Remember Him, I pray you, till your hearts grow warm and your love burns within you. Remember Him till you resolve to serve Him, till you go from this Table determined to die for Him if necessary. Remember Him till you also remember all His people, for it is not to one that He says, “This do you,” but, “This do in remembrance of Me,” is said to all His people, and it needs at least a little company to do this. Remember Him till all the Church militant, and the Church triumphant, too, seem gathered around your heart and you commune with the whole Church of Christ in Heaven and on earth! Remember Jesus till you feel that He is with you, till His joy gets into your soul and your joy is full. Remember Him till you begin to forget yourself and forget your temptations and your cares. Remember Him till you begin to think of the time when He will remember you and come in His Glory for you. Remember Him till you begin to be like He.
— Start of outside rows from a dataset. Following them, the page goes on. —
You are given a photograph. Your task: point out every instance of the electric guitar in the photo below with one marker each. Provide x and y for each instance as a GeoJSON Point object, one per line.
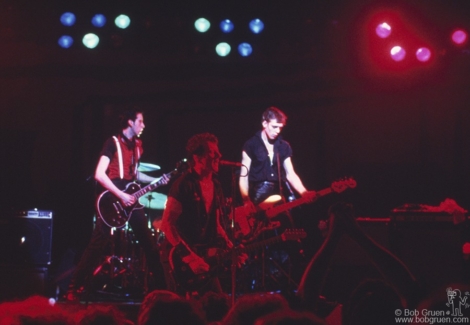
{"type": "Point", "coordinates": [249, 225]}
{"type": "Point", "coordinates": [216, 259]}
{"type": "Point", "coordinates": [110, 209]}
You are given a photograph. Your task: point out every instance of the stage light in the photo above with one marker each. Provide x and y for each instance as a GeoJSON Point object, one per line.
{"type": "Point", "coordinates": [423, 54]}
{"type": "Point", "coordinates": [256, 26]}
{"type": "Point", "coordinates": [459, 37]}
{"type": "Point", "coordinates": [202, 25]}
{"type": "Point", "coordinates": [397, 53]}
{"type": "Point", "coordinates": [383, 30]}
{"type": "Point", "coordinates": [223, 49]}
{"type": "Point", "coordinates": [98, 20]}
{"type": "Point", "coordinates": [245, 49]}
{"type": "Point", "coordinates": [90, 40]}
{"type": "Point", "coordinates": [122, 21]}
{"type": "Point", "coordinates": [226, 26]}
{"type": "Point", "coordinates": [67, 19]}
{"type": "Point", "coordinates": [65, 41]}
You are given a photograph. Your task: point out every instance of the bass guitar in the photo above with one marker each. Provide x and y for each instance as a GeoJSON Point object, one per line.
{"type": "Point", "coordinates": [114, 214]}
{"type": "Point", "coordinates": [249, 225]}
{"type": "Point", "coordinates": [217, 258]}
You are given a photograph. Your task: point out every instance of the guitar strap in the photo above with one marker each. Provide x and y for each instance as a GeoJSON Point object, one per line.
{"type": "Point", "coordinates": [280, 188]}
{"type": "Point", "coordinates": [121, 166]}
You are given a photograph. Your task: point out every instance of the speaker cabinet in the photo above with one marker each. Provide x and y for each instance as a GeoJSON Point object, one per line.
{"type": "Point", "coordinates": [26, 238]}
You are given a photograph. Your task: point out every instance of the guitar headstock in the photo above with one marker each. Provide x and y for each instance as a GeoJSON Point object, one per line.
{"type": "Point", "coordinates": [343, 184]}
{"type": "Point", "coordinates": [293, 234]}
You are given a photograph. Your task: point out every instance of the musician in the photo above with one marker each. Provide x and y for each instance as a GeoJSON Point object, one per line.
{"type": "Point", "coordinates": [117, 167]}
{"type": "Point", "coordinates": [194, 216]}
{"type": "Point", "coordinates": [270, 173]}
{"type": "Point", "coordinates": [268, 159]}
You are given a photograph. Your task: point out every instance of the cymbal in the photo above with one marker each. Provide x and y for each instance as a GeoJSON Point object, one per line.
{"type": "Point", "coordinates": [153, 200]}
{"type": "Point", "coordinates": [146, 167]}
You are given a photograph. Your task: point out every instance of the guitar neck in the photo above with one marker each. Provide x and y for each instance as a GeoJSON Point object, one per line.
{"type": "Point", "coordinates": [151, 186]}
{"type": "Point", "coordinates": [274, 211]}
{"type": "Point", "coordinates": [259, 245]}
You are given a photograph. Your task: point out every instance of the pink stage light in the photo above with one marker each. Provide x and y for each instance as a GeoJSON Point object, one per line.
{"type": "Point", "coordinates": [459, 37]}
{"type": "Point", "coordinates": [423, 54]}
{"type": "Point", "coordinates": [383, 30]}
{"type": "Point", "coordinates": [397, 53]}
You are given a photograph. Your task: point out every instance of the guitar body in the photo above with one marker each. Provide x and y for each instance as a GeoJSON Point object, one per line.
{"type": "Point", "coordinates": [109, 208]}
{"type": "Point", "coordinates": [248, 226]}
{"type": "Point", "coordinates": [218, 259]}
{"type": "Point", "coordinates": [186, 279]}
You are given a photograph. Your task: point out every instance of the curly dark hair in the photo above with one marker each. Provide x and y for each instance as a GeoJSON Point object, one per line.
{"type": "Point", "coordinates": [274, 113]}
{"type": "Point", "coordinates": [130, 114]}
{"type": "Point", "coordinates": [197, 144]}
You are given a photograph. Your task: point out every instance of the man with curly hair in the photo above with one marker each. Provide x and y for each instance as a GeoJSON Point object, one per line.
{"type": "Point", "coordinates": [193, 221]}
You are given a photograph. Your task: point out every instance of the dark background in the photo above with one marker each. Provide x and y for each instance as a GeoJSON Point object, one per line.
{"type": "Point", "coordinates": [401, 131]}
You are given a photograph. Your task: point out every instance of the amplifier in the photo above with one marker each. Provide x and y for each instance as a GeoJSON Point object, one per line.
{"type": "Point", "coordinates": [26, 238]}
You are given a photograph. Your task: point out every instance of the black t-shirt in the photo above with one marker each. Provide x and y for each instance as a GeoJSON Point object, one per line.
{"type": "Point", "coordinates": [261, 169]}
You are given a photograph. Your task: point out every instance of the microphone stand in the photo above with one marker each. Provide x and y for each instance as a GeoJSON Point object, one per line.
{"type": "Point", "coordinates": [232, 226]}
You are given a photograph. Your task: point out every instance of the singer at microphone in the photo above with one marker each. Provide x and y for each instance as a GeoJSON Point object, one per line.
{"type": "Point", "coordinates": [230, 163]}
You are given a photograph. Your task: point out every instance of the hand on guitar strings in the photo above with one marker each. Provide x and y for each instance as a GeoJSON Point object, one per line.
{"type": "Point", "coordinates": [249, 207]}
{"type": "Point", "coordinates": [196, 263]}
{"type": "Point", "coordinates": [165, 179]}
{"type": "Point", "coordinates": [127, 199]}
{"type": "Point", "coordinates": [309, 196]}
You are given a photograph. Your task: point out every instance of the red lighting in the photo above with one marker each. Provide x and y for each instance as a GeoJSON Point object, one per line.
{"type": "Point", "coordinates": [423, 54]}
{"type": "Point", "coordinates": [397, 53]}
{"type": "Point", "coordinates": [383, 30]}
{"type": "Point", "coordinates": [459, 36]}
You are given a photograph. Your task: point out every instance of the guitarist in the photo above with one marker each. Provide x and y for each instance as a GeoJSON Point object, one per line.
{"type": "Point", "coordinates": [267, 157]}
{"type": "Point", "coordinates": [116, 168]}
{"type": "Point", "coordinates": [194, 216]}
{"type": "Point", "coordinates": [270, 171]}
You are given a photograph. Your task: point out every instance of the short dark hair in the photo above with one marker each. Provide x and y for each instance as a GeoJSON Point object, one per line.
{"type": "Point", "coordinates": [130, 114]}
{"type": "Point", "coordinates": [197, 144]}
{"type": "Point", "coordinates": [274, 113]}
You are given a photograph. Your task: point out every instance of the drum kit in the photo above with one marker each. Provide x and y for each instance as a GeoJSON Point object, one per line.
{"type": "Point", "coordinates": [123, 274]}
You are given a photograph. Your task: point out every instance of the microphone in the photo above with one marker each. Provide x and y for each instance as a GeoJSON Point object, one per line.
{"type": "Point", "coordinates": [230, 163]}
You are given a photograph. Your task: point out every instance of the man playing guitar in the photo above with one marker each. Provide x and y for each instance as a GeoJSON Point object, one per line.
{"type": "Point", "coordinates": [267, 158]}
{"type": "Point", "coordinates": [116, 168]}
{"type": "Point", "coordinates": [193, 220]}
Gaze upon Him till when you go down from this mount into the wicked world again, your face will glow with the Glory of having seen your Lord! I long to get to this Table again, though I have not been away from it any Sabbath for many a long day, for it has been my constant habit, wherever I have been, to get a few Christian friends together to break bread in remembrance of Christ. When I am with you, you know that I would never be absent on the first day of the week, from my Master’s Table unless there was something that absolutely prevented it and I trust you may come with as keen an appetite as I have now, and then you shall lack no stores for this feast! And may the Lord feed us with Himself to the full!

How sorry I am that there are many here who must not come to this Table, for they have never trusted in Christ! If it seems nothing to you now not to love and trust the Lord Jesus Christ, remember that if you die in that state, a day will come when it will seem to you to have been the most horrible thing that ever happened that you should have lived and died without love to Him and trust in Him! God save you! Believe in Jesus now and you shall be saved now. Cast yourselves upon Him and He will not cast you away. So may He bless you, for His dear name’s sake! Amen and amen.